In his Cours d'arithmétique Serre applies the Hasse-Minkowski theorem to quadratic forms of the form:
$$
x^2 + y^2 + z^2 = n
$$
for $n \in \mathbb{N}$ to prove that a natural number $n$ is a square if and only if $-n$ is not a square in $\mathbb{Q}_2$, and hence that a natural number can be expressed as the sum of three squares provided that it is not of the form $4^a(8b-1)$ for some $a\in \mathbb{N}_0$, $b \in \mathbb{N}$.
My question is about if one might prove the sums of three cubes conjecture by analogous means.
Now we know that the Hasse principle does not hold for a general cubic forms, if we knew that it holds for cubic forms of the form:
$$
x^3 + y^3 + z^3 = n
$$
for some $n \in \mathbb{N}$, could we reduce the proof of the sum of three cubes conjecture to a local statement, analogous to the above.
Has any work been done to prove the sum of the cubes conjecture by these means?
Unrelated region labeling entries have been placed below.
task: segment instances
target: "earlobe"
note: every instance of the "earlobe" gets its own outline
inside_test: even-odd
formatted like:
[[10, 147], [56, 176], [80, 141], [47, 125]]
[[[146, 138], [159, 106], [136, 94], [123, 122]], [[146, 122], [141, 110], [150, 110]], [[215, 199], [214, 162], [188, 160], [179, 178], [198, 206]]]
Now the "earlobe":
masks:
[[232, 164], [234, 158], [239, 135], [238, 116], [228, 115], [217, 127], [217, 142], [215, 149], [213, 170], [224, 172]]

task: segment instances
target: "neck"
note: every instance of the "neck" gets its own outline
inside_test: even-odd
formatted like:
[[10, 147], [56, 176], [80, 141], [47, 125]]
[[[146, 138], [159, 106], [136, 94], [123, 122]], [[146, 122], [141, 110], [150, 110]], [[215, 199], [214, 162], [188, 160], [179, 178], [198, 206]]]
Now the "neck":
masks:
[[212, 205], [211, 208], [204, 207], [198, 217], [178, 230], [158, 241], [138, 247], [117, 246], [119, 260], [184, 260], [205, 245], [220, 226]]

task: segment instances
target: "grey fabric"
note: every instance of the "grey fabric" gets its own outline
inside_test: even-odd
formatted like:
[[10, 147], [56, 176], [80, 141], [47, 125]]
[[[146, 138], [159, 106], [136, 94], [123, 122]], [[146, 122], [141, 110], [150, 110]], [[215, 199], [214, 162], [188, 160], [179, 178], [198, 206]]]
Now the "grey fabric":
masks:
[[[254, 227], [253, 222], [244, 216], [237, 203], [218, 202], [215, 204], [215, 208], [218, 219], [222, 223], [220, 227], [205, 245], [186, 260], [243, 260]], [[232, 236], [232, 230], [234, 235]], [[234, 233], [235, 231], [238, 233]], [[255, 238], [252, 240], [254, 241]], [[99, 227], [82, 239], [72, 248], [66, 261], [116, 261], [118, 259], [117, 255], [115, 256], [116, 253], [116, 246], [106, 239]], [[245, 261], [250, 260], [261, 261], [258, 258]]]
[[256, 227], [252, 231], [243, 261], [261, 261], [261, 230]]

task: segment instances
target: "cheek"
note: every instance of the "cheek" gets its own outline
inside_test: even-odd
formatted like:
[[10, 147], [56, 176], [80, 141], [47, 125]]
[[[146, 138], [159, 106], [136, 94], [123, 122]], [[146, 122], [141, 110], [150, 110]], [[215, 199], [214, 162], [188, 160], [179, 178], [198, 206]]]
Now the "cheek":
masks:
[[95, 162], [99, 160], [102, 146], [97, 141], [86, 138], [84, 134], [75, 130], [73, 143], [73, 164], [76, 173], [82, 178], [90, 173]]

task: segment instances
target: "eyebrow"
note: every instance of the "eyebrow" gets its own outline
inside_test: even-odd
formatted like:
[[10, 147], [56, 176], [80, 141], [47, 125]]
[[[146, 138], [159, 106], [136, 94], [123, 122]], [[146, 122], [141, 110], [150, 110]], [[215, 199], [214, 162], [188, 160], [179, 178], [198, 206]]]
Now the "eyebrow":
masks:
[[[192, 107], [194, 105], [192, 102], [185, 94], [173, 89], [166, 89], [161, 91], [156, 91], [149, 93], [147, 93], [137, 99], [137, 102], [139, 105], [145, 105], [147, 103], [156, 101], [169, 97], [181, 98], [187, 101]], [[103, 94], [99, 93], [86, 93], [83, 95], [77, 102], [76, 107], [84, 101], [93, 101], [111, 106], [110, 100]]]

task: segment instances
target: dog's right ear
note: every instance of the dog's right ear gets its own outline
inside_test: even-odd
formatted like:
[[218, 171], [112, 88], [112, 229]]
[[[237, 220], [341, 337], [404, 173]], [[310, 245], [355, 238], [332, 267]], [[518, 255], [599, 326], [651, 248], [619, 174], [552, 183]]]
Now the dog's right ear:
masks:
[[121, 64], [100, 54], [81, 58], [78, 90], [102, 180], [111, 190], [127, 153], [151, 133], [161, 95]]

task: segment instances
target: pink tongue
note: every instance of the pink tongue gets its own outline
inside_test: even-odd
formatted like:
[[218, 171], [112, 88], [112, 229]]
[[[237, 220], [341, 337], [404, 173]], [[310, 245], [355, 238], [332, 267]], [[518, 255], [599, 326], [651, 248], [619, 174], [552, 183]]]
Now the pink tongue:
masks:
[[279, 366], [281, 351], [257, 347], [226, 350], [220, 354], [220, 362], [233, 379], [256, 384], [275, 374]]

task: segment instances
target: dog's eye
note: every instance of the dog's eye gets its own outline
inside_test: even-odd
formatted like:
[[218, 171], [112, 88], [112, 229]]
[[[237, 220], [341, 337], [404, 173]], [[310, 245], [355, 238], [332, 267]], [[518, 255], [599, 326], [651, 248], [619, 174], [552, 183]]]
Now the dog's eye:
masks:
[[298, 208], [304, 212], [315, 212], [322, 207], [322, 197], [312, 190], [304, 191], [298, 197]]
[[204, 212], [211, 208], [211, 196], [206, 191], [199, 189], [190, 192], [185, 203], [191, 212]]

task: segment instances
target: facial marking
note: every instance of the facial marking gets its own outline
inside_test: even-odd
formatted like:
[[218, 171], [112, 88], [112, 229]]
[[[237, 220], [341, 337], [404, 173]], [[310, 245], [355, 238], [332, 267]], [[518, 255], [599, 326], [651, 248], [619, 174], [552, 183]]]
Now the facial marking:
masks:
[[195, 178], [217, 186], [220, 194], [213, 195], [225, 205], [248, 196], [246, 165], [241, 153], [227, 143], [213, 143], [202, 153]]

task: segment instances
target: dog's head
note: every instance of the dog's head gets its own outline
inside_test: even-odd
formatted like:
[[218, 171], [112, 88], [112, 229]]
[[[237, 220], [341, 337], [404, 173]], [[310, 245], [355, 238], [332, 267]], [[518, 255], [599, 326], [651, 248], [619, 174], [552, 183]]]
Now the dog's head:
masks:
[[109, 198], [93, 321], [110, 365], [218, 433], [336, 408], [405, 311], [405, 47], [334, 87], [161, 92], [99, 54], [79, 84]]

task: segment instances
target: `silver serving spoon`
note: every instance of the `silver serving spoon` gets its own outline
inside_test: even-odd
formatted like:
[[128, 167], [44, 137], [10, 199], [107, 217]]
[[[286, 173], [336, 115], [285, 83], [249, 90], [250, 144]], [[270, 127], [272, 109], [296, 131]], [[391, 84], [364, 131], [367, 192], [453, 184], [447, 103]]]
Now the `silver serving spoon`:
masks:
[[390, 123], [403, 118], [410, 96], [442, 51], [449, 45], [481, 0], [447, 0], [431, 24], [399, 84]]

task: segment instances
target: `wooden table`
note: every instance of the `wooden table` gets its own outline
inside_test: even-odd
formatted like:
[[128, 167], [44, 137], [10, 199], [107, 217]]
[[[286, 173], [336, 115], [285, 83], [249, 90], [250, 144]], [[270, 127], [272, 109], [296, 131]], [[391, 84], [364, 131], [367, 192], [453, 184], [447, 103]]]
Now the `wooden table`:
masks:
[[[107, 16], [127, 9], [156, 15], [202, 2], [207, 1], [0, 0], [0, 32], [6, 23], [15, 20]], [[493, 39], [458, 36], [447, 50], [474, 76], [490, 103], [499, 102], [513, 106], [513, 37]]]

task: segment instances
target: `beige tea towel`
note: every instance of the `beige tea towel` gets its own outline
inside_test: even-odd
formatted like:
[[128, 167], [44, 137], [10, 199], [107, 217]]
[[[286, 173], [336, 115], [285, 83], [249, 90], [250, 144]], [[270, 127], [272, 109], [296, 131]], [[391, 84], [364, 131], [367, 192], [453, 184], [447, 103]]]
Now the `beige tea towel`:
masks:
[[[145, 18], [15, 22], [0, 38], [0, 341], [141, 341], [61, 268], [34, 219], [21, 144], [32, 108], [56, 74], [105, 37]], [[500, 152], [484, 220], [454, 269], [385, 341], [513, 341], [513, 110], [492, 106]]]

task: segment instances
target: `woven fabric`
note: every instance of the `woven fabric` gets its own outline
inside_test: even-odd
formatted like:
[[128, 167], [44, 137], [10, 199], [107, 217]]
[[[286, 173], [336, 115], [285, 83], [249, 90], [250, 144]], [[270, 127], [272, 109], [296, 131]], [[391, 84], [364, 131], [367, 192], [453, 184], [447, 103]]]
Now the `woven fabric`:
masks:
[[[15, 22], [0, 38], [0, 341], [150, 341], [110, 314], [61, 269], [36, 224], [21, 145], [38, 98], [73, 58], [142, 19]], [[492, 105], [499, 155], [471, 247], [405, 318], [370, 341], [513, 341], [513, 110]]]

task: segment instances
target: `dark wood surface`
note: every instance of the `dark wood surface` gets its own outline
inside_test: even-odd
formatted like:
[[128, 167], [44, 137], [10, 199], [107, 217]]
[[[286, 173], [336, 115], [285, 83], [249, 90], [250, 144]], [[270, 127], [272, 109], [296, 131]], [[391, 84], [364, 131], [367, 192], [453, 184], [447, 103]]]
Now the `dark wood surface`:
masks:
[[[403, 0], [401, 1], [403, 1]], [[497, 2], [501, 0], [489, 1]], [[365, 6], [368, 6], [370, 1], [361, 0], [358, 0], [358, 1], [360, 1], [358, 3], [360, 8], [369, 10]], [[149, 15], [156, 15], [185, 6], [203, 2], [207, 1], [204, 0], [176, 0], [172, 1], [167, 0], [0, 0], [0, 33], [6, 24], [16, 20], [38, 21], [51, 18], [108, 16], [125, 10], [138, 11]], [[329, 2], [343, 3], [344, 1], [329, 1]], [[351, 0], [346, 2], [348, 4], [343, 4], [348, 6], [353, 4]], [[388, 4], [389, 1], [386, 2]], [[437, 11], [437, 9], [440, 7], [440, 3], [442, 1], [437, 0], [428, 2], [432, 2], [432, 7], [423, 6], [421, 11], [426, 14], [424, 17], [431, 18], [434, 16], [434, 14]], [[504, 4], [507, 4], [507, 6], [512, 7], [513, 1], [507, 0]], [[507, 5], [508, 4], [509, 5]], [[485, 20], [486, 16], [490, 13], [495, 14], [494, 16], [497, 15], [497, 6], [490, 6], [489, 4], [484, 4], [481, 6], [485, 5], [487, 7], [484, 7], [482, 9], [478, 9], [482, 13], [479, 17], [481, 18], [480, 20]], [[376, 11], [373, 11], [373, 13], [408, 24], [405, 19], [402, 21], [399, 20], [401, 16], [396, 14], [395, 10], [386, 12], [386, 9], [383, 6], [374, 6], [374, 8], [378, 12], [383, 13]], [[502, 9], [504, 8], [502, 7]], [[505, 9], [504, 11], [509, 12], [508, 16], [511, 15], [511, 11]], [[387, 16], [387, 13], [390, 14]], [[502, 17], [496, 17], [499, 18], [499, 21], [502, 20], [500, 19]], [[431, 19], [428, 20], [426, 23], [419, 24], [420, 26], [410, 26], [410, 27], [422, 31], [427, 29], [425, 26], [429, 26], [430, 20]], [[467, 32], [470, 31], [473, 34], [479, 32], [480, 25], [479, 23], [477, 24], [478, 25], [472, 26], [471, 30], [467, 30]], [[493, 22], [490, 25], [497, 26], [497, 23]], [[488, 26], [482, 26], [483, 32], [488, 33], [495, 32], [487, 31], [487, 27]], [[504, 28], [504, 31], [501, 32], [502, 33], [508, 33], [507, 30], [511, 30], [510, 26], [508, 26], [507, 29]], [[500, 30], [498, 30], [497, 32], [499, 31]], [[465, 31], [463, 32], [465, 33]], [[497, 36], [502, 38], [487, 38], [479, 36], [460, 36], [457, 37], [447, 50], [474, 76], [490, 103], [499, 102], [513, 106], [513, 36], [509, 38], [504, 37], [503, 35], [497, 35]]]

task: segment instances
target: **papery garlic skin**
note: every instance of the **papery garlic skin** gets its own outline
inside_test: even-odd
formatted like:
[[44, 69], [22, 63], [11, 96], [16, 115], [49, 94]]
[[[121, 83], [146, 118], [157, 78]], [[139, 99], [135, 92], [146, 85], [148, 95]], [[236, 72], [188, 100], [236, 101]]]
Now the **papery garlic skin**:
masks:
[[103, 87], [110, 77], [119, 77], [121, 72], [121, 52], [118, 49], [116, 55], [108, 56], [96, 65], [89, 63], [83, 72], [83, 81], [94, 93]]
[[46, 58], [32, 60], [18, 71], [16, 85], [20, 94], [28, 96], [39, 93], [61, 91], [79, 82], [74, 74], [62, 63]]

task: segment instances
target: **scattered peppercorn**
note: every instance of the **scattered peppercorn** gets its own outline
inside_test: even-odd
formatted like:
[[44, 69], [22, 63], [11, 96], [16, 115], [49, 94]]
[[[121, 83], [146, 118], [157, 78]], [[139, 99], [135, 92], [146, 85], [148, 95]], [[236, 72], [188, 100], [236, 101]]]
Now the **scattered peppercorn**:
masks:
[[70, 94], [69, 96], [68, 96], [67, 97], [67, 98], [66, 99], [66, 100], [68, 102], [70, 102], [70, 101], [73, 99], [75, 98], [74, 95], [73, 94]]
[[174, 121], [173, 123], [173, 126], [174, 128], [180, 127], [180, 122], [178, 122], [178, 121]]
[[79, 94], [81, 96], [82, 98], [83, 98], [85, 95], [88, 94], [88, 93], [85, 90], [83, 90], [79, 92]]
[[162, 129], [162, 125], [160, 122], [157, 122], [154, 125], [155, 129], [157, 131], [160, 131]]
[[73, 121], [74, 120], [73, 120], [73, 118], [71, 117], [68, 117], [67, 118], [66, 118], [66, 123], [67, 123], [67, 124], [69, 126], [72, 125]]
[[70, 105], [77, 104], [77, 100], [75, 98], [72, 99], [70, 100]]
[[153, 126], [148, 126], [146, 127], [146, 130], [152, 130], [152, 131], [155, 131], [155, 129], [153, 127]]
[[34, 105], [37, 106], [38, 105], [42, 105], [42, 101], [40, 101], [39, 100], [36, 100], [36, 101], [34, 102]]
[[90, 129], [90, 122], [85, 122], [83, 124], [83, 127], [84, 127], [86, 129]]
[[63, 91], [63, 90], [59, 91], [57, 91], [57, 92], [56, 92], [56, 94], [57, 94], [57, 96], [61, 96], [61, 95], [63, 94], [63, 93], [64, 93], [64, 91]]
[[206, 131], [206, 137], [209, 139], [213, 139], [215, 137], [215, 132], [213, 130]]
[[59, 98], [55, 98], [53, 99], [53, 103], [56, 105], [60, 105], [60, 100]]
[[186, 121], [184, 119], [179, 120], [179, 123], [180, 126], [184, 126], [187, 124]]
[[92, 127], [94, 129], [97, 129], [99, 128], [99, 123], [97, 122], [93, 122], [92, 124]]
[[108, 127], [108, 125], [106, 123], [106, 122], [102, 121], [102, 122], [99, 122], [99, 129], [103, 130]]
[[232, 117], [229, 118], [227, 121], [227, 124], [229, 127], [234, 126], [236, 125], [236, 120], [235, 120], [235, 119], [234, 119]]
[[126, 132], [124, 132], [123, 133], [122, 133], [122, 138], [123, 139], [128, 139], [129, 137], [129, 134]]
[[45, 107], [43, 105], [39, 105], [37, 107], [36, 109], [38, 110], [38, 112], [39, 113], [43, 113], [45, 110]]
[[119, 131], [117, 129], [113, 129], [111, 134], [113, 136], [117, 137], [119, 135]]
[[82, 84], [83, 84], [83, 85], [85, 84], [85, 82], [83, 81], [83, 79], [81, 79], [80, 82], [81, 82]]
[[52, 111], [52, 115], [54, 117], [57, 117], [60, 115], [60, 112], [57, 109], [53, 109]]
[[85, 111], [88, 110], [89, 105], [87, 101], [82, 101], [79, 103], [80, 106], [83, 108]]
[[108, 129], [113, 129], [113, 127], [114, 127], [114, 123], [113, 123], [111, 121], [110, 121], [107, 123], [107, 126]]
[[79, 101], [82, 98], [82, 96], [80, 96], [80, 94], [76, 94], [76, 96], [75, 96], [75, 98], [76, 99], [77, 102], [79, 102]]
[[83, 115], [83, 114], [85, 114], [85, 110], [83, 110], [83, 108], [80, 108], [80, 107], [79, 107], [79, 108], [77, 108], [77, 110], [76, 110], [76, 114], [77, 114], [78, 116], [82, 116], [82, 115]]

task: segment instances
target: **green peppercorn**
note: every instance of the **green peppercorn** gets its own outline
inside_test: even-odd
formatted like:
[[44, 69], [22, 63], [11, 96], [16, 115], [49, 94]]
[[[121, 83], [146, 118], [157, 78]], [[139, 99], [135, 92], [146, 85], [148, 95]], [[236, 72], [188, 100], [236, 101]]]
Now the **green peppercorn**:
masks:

Is the Hasse principle known to hold for cubic forms of the above form?
I suppose this would naturally entail the introduction of something like an analogy of the Hilbert symbol in the cubic case.
Many thanks.
Edit: This would naturally not work if the Hasse principle were known to fail for a cubic form:
$$
x^3 + y^3 + z^3 = n
$$
for some $n \in \mathbb{N}$, so a natural way of dismissing the above proof strategy would be to provide such a counter-example. – Is any such counter-example known to exist?
Best Answer
I don't think that the Hasse principle is useful here. First, Hasse-Minkowski fails in general for cubic polynomials, e.g., for $3x^3+4y^3+5z^3$. For $x^3+y^3+z^3=n$ I don't see how to use it.
Secondly, Ramanujan has used generating functions to obtain parametrised solutions for $x^3+y^3+z^3=1$ and $x^3+y^3+z^3=2$, and this direction appears to be more interesting, see for example the article by Harper.
In $1992$, Roger Heath-Brown conjectured that every $n$ unequal to $4$ or $5$ modulo $9$ has infinitely many representations as sums of three cubes.Conversely it easy to see that the other $n$ cannot be a sum of three cubes. There are many computational aspects, too, which made the problem popular for $n=33$ and $n=42$.